Plus qu’échanger une simple poignée de main, François Mitterrand et Helmut Kohl se donnèrent la main3. Ce geste, qui prit de court les invités, dont l’écrivain Ernst Jünger qui avait combattu à Verdun, fut aussitôt relayé par les médias (Lorrain, 2019). Verdun se retrouva, une fois de plus, « sous le regard du monde », selon l’expression de l’historien François Cochet (2006). La mise en image fut d’autant plus efficace que les services de communication avaient soigneusement préparé le terrain en amont4. Comme le notait Georges Saunier, « la préparation avait été minutieuse » avec un protocole strict et des déplacements bien réglés, laissant délibérément seuls les deux hommes (dans le cimetière allemand, dans l’ossuaire, devant le catafalque). Des plans larges accentuaient leur solitude parmi les tombes puis devant la place d’armes tandis que des plans serrés dans l’ossuaire puis devant le catafalque (la caméra zoomant sur les deux mains réunies) soulignaient l’intimité entre les deux chefs d’État. La répétition des hymnes nationaux et l’abondance de drapeaux renforçaient la solennité de l’événement. La cérémonie fut diffusée en direct, côté français, par les deux chaînes de télévision publique, Antenne 2 et FR3 Lorraine5. Le journal télévisé du soir revint sur la visite de Douaumont, faisant la part belle au moment de la main tendue. Les jours suivants, la presse quotidienne et hebdomadaire consacra de longs articles à l’événement6.

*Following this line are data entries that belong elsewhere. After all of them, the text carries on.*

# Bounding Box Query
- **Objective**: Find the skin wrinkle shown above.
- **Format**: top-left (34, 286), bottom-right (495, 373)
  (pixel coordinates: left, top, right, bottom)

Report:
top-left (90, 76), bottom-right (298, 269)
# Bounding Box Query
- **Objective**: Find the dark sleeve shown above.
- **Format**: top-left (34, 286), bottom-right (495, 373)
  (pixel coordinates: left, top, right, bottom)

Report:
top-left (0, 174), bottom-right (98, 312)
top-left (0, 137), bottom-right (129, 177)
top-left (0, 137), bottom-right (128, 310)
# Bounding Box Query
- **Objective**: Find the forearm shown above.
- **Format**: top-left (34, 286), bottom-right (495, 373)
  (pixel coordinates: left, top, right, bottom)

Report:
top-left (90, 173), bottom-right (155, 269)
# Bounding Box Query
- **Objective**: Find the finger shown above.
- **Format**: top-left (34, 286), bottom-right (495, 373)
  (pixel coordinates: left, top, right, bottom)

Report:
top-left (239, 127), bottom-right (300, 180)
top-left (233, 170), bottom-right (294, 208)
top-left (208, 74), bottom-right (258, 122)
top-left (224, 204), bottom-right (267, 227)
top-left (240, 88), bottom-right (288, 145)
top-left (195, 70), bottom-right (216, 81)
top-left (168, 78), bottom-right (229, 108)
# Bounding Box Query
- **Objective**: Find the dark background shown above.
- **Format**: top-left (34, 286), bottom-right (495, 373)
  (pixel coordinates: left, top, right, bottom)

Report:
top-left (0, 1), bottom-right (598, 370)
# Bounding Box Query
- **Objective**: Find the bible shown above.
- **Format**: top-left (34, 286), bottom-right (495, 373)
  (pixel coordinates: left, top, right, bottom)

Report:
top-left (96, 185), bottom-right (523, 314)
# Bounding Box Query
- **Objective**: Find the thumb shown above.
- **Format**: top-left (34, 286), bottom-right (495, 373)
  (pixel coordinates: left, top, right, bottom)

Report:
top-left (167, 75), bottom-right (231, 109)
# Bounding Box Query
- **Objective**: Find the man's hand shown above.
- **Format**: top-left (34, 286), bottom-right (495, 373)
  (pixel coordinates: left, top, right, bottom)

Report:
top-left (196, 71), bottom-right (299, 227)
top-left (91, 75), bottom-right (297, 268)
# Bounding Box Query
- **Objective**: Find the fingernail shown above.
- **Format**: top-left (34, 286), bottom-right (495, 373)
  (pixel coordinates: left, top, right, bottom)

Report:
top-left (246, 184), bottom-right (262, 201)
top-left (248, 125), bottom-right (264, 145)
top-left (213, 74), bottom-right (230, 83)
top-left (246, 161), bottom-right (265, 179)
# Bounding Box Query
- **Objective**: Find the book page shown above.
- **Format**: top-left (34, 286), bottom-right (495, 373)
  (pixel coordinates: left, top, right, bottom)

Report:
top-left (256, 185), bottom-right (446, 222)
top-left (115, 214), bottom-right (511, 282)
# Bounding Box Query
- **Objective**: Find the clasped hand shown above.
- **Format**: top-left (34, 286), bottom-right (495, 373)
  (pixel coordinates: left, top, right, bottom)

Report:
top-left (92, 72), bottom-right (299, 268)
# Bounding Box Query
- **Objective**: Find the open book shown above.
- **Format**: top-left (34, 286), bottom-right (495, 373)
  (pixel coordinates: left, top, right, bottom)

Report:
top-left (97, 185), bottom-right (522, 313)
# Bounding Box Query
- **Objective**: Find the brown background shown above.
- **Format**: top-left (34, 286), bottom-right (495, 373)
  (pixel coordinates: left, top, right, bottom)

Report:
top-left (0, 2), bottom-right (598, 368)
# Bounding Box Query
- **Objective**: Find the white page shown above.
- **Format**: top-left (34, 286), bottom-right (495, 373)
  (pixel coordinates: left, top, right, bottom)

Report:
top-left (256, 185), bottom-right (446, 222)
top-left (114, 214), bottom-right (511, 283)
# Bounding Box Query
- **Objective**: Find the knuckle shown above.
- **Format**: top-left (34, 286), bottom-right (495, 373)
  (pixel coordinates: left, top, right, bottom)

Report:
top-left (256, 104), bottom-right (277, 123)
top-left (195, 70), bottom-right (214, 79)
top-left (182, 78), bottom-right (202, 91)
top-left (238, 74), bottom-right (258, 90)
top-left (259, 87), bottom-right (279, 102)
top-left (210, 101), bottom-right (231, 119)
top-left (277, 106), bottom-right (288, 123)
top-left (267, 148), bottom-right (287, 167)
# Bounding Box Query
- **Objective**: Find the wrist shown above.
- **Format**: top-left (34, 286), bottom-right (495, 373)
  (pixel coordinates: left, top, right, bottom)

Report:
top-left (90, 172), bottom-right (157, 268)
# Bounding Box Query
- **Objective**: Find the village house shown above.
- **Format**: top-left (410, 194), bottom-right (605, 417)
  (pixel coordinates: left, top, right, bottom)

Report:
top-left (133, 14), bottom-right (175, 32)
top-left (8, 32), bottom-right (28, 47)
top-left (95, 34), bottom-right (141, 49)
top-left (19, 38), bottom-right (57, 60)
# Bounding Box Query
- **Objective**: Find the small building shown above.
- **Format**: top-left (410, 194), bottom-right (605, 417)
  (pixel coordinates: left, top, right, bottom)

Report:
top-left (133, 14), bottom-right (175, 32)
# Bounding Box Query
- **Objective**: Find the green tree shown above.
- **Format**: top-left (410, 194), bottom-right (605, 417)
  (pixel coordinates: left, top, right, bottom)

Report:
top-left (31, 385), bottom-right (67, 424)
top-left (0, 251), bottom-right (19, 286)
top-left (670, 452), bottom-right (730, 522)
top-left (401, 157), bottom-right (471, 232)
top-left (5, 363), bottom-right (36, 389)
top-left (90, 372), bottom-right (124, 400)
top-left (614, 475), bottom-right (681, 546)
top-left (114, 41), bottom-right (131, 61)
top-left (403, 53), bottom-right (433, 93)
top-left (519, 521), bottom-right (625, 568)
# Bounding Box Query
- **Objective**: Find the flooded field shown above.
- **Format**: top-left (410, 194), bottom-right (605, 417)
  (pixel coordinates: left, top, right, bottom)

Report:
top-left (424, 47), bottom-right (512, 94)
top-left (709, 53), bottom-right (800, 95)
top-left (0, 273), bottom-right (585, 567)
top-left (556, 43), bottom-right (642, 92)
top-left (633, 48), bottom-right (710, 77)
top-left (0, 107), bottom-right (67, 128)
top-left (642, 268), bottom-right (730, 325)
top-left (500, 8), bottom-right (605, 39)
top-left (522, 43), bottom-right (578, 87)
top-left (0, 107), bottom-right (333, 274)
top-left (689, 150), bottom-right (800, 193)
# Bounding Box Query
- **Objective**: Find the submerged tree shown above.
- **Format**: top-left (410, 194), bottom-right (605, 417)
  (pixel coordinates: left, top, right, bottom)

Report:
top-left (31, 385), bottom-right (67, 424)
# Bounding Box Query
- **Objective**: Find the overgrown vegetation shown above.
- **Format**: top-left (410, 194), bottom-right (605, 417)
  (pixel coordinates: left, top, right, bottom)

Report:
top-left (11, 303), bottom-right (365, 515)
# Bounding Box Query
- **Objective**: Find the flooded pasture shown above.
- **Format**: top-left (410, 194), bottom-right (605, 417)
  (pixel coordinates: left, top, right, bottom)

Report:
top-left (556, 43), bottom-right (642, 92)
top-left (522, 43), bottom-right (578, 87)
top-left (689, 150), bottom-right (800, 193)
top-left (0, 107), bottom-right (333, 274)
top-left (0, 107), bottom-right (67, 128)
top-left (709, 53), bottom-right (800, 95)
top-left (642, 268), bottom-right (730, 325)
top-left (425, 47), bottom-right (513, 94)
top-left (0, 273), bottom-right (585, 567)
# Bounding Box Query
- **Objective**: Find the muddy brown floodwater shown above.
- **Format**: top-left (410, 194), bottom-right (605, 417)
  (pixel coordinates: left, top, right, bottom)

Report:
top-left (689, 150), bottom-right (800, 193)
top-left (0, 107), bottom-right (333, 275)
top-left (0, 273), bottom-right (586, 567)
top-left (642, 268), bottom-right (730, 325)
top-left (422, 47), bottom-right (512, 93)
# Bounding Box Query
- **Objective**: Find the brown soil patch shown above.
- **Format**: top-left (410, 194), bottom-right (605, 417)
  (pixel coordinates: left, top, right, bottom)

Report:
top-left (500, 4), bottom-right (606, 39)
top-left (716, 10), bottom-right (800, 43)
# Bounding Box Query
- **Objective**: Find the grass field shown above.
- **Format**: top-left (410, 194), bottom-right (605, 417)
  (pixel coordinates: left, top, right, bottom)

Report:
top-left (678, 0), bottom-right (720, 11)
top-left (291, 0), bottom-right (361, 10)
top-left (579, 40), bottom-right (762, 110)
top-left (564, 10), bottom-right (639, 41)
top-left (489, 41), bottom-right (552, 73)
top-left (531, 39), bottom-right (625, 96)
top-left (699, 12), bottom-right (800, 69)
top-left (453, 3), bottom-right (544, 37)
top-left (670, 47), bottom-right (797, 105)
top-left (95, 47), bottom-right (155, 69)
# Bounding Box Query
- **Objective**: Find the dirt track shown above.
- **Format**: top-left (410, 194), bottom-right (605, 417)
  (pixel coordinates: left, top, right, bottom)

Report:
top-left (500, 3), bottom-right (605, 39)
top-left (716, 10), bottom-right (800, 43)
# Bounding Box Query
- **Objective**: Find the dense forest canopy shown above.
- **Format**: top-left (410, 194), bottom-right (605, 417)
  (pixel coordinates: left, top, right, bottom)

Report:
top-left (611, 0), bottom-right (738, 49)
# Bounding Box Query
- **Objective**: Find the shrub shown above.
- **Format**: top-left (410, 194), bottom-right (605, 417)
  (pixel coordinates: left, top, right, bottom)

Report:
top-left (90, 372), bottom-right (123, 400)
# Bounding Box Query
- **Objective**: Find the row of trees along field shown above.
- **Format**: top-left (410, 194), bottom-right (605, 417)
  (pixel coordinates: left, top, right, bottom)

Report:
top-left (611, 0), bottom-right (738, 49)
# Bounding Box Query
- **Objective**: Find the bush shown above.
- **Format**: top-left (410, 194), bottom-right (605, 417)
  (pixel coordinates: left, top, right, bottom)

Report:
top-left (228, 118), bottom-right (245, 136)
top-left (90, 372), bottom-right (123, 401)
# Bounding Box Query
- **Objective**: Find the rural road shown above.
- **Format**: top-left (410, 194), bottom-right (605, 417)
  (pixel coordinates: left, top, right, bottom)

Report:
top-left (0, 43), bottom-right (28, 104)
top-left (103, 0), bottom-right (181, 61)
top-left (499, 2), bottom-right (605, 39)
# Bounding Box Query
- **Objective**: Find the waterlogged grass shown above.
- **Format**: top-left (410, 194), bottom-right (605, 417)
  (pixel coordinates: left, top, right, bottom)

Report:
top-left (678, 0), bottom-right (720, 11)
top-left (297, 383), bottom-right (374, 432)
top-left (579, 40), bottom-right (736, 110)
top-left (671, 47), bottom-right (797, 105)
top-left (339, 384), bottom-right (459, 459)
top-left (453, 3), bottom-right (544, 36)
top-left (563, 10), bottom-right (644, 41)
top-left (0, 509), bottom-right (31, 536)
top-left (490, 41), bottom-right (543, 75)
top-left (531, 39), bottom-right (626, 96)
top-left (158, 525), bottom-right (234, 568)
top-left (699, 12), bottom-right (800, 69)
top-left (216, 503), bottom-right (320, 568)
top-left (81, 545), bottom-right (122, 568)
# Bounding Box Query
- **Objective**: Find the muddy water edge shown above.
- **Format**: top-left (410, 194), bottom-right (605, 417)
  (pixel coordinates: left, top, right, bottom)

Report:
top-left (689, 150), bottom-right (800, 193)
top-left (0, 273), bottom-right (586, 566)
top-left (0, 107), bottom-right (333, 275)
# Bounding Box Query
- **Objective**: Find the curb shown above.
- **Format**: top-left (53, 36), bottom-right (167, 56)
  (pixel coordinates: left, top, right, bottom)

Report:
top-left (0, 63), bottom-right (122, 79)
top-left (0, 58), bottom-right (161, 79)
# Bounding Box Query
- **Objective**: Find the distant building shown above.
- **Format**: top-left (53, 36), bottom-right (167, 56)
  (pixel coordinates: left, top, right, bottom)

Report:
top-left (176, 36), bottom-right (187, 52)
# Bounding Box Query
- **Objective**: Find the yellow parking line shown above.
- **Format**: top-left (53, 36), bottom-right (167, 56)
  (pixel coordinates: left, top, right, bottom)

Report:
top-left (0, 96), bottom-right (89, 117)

En RFA également, l’événement eut un fort retentissement. Dans les jours suivants, la presse ouest-allemande souligna l’importance du « rendez-vous de Douaumont ». Comme le résumait en une le quotidien Frankfurter Allgemeine Zeitung qui avait pressenti la dimension iconique de l’image, « Allemands et Français se sont réconciliés : une photo qui va entrer dans l’histoire » (Le Huffpost, 2017). De son côté, le Reinische Post établissait le parallèle avec l’entrevue De Gaulle-Adenauer de l’été 1962 : « Décidément, ce président a des accents gaulliens : quand il se dresse aux côtés du chancelier Kohl à Verdun devant les morts de la guerre, l’Allemagne se souvient d’une autre scène : de Gaulle et Adenauer côte à côte dans la cathédrale de Reims » (Lacouture, 1998, p. 138). Ces deux mains réunies, matérialisant symboliquement le lien établi entre les deux pays après la guerre représentée par le catafalque au premier plan, devinrent rapidement l’expression, non d’une réconciliation franco-allemande acquise depuis les années 1960, mais de l’amitié franco-allemande et du rôle du tandem Paris-Berlin dans le renforcement de la construction européenne.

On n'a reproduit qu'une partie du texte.